Meanwhile, just before 9, my son is sitting on his bed with the lights on and _feels_ something biting him by his hairline. He comes down, same bite pattern. There’s no way that’s bed bug behavior. We send him through the shower, get him into clean clothes, explain again in detail the protocol for bed isolation and put him to bed in one of the isolated beds (his isn’t yet). I’m now convinced it is mites BUT conveniently, Terminix guy said if we got bites but couldn’t capture a bug, to send whoever had the bites to a dermatologist to have it inspected under magnification. And guess who has a wart treatment appointment at a dermatologist on Thursday afternoon. I’ll draft a letter requesting the bites to be checked at the same time. Tomorrow. I’m going to chalk this one up to a heavily disguised blessing.

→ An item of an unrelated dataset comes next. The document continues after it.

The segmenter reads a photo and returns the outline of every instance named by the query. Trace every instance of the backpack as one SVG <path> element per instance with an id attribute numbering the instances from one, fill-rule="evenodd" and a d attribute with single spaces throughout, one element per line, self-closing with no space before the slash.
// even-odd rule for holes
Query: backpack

If it _is_ mites, and especially if it _was_ from the flying squirrel infestation, the good news is that this will probably self resolve in a few weeks at most. And bed isolation should protect us from the worst of it. And, hey good news: my allergies are way better than they have been in years. And it isn’t some magical improvement unrelated to the bedding. Whenever I encounter some kind of allergen, I’m reacting like crazy. I just don’t sneeze or sniffle when I go to bed anymore. Lesson learned.